Parkir menurut UU no.22 tahun
2009 tentang LLAJ adalah kendaraan berhenti atau tidak bergerak untuk
beberapa saat dan ditinggalkan pengemudinya. Sesuai dengan UU no.22
tahun 2009 tentang LLAJ pada pasal 3 ayat (1), menjelaskan mengenai fasilitas
parkir bahwa Penyediaan fasilitas Parkir untuk umum hanya dapat diselenggarakan
di luar Ruang Milik Jalan sesuai dengan izin yang diberikan. Artinya setiap
tempat parkir tidak boleh di lakukan di dalam Ruang Milik Jalan seperti di bahu
jalan, trotoar dan lain sebagainya yang dapat menggangu aktivitas
lalulintas. Parkir harus di sediakan di area khusus di luar Ruang Milik
Jalan agar Ruang Milik Jalan bebas dari hambatan samping, dan tidak
membahayakan pengguna jalan lainya.
Pada Jalan raya Kedungwuni – Doro kabupaten
Pekalongan terdapat sebuah pusat kegiatan yaitu pasar kedungwuni . Pasar
tersebut ramai pengunjung dari pagi sampai malam hari.

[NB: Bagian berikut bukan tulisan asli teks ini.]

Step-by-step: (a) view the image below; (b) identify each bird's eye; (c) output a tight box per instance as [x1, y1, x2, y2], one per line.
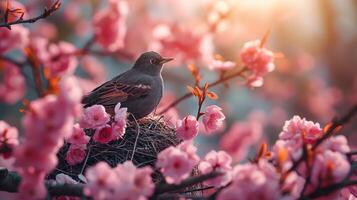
[150, 58, 157, 64]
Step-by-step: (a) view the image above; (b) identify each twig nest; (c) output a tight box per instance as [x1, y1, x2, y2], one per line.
[48, 118, 181, 182]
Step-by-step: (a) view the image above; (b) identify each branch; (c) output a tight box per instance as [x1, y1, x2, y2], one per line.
[159, 67, 247, 115]
[151, 171, 223, 199]
[0, 168, 84, 197]
[0, 55, 26, 68]
[300, 180, 357, 200]
[0, 0, 61, 30]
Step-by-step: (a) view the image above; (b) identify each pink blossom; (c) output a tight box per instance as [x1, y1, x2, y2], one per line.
[81, 56, 106, 84]
[202, 105, 226, 133]
[56, 173, 77, 184]
[58, 76, 83, 118]
[14, 79, 79, 199]
[217, 161, 282, 200]
[114, 103, 128, 121]
[208, 59, 236, 70]
[31, 21, 58, 40]
[114, 161, 155, 200]
[220, 122, 262, 161]
[44, 41, 78, 77]
[23, 95, 74, 147]
[176, 115, 199, 140]
[93, 0, 128, 51]
[0, 120, 19, 158]
[84, 162, 119, 200]
[93, 125, 115, 144]
[198, 151, 232, 187]
[281, 172, 305, 199]
[246, 75, 264, 88]
[318, 135, 351, 153]
[14, 142, 58, 172]
[23, 95, 73, 147]
[0, 25, 30, 54]
[311, 150, 351, 186]
[177, 140, 200, 163]
[156, 142, 199, 184]
[65, 144, 86, 165]
[0, 60, 26, 104]
[80, 105, 110, 128]
[67, 124, 90, 145]
[240, 40, 275, 76]
[17, 171, 47, 200]
[279, 116, 322, 144]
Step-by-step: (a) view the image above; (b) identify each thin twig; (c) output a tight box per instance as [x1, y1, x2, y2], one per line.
[159, 67, 247, 115]
[0, 0, 61, 30]
[130, 114, 140, 161]
[153, 171, 224, 198]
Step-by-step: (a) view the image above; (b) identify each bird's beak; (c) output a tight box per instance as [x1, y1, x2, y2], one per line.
[160, 58, 173, 64]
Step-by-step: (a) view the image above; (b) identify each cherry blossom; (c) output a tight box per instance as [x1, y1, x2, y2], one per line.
[208, 59, 236, 70]
[114, 161, 155, 200]
[45, 41, 78, 77]
[240, 40, 275, 76]
[0, 60, 26, 104]
[67, 124, 90, 145]
[156, 142, 199, 184]
[0, 25, 30, 54]
[156, 91, 179, 127]
[318, 135, 351, 153]
[176, 115, 199, 140]
[240, 40, 275, 87]
[217, 161, 282, 200]
[14, 79, 80, 199]
[220, 122, 262, 161]
[0, 120, 19, 158]
[198, 151, 232, 187]
[55, 173, 77, 184]
[65, 144, 86, 165]
[80, 105, 110, 128]
[93, 125, 120, 144]
[311, 150, 351, 186]
[93, 0, 128, 51]
[202, 105, 226, 133]
[85, 161, 154, 200]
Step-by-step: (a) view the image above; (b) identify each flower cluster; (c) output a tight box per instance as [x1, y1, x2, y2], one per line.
[240, 40, 275, 87]
[156, 141, 199, 184]
[66, 103, 127, 165]
[0, 120, 19, 158]
[176, 105, 226, 140]
[14, 77, 81, 199]
[85, 161, 154, 200]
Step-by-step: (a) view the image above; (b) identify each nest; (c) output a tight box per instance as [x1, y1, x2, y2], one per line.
[48, 118, 181, 183]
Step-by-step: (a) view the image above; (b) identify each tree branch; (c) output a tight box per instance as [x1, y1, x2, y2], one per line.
[0, 168, 84, 197]
[151, 171, 223, 199]
[159, 67, 247, 115]
[0, 0, 61, 30]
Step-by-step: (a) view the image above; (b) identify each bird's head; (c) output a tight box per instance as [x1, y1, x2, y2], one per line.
[133, 51, 173, 75]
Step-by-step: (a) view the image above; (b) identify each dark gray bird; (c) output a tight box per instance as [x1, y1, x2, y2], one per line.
[82, 51, 173, 119]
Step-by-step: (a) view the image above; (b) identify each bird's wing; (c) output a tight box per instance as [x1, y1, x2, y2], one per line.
[82, 79, 151, 107]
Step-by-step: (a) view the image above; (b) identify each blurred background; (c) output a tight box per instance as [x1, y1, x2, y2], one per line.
[0, 0, 357, 157]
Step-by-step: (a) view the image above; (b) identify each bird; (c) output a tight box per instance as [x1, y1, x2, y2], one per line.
[82, 51, 173, 119]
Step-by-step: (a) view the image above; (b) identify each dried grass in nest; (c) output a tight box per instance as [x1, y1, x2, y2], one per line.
[48, 118, 181, 182]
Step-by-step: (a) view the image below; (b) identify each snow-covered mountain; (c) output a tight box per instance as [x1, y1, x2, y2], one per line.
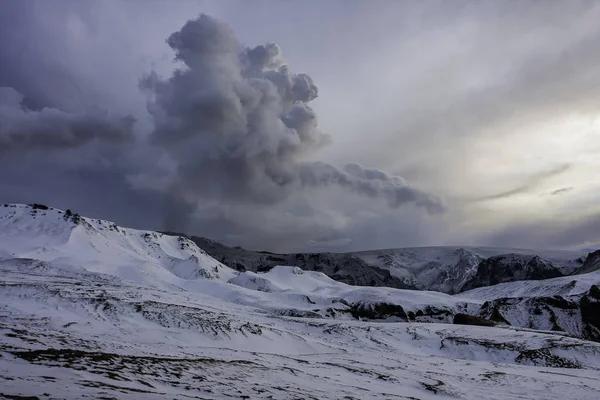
[0, 205, 600, 399]
[356, 246, 585, 293]
[180, 234, 585, 294]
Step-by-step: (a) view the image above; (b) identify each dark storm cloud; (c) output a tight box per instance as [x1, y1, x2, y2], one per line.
[0, 87, 134, 156]
[141, 15, 443, 225]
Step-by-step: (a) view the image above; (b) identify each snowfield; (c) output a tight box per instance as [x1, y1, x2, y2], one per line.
[0, 205, 600, 400]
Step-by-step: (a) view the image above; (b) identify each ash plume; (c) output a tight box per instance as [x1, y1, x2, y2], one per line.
[141, 15, 444, 225]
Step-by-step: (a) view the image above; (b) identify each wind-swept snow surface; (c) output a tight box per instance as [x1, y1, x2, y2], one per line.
[0, 206, 600, 400]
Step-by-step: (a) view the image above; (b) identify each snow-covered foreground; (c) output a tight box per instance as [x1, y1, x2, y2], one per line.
[0, 206, 600, 400]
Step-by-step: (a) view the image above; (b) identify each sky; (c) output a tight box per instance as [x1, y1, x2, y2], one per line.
[0, 0, 600, 252]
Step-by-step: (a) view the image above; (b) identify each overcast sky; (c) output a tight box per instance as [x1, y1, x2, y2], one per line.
[0, 0, 600, 251]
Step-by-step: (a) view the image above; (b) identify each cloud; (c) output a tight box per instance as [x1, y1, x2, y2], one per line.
[0, 87, 134, 155]
[476, 164, 571, 201]
[0, 0, 600, 251]
[550, 186, 573, 196]
[141, 15, 444, 227]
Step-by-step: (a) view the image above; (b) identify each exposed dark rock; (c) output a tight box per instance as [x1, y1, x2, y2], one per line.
[462, 254, 563, 291]
[350, 303, 408, 320]
[159, 232, 414, 289]
[453, 313, 496, 326]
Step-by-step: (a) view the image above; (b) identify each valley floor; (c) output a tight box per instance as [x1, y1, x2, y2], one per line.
[0, 270, 600, 400]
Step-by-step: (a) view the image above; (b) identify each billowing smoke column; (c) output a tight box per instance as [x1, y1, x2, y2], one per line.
[141, 15, 443, 219]
[0, 87, 134, 152]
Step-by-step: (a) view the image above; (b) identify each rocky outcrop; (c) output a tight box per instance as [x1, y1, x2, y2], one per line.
[478, 285, 600, 342]
[574, 250, 600, 274]
[165, 232, 415, 289]
[461, 254, 563, 291]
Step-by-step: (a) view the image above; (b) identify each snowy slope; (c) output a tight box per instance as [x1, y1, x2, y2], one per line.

Dapat terlihat pada gambar di atas
bahwa bahu jalan bahkan bahkan Daerah manfaat jalan di gunakan sebagai tempat
parkir, hal ini menyebabkan kapasitas
jalan berkurang, antrian panjang ,kemacetan bahkan dapat menyebabkan
kecelakaan. Disamping itu, hal ini akan menyebabkan perjalanan terganggu dan
waktu tempuh perjalanan yang di butuhkan akan lebih lama karena arus lalu-lintas tidak
lancar.
Permasalahan ini merupakan salah satu
gambaran kurang perhatiannya pemerintah pemerintah terhadap keselamatan dan
kelancaran dalam berlalu-lintas.
Dari kejadian ini maka perlu adanya
penertiban kembali mengenai fasilitas parkir dari pihak berwenang sesuai
dengan aturan yang telah di tetetapkan pemerintah Indonesia dengan melakukan
penegasan kebijakan parkir berupa larangan untuk melakukan parkir pada Ruang
Milik Jalan. Sebagai gantinya maka harus disediakan area parkir yang aman
dan tentunya di luar Ruang Milik Jalan agar tidak mengganggu aktivitas berlalu-lintas
demi mendukung kelancaran dan ketertiban lalulintas yang berkeselamatan.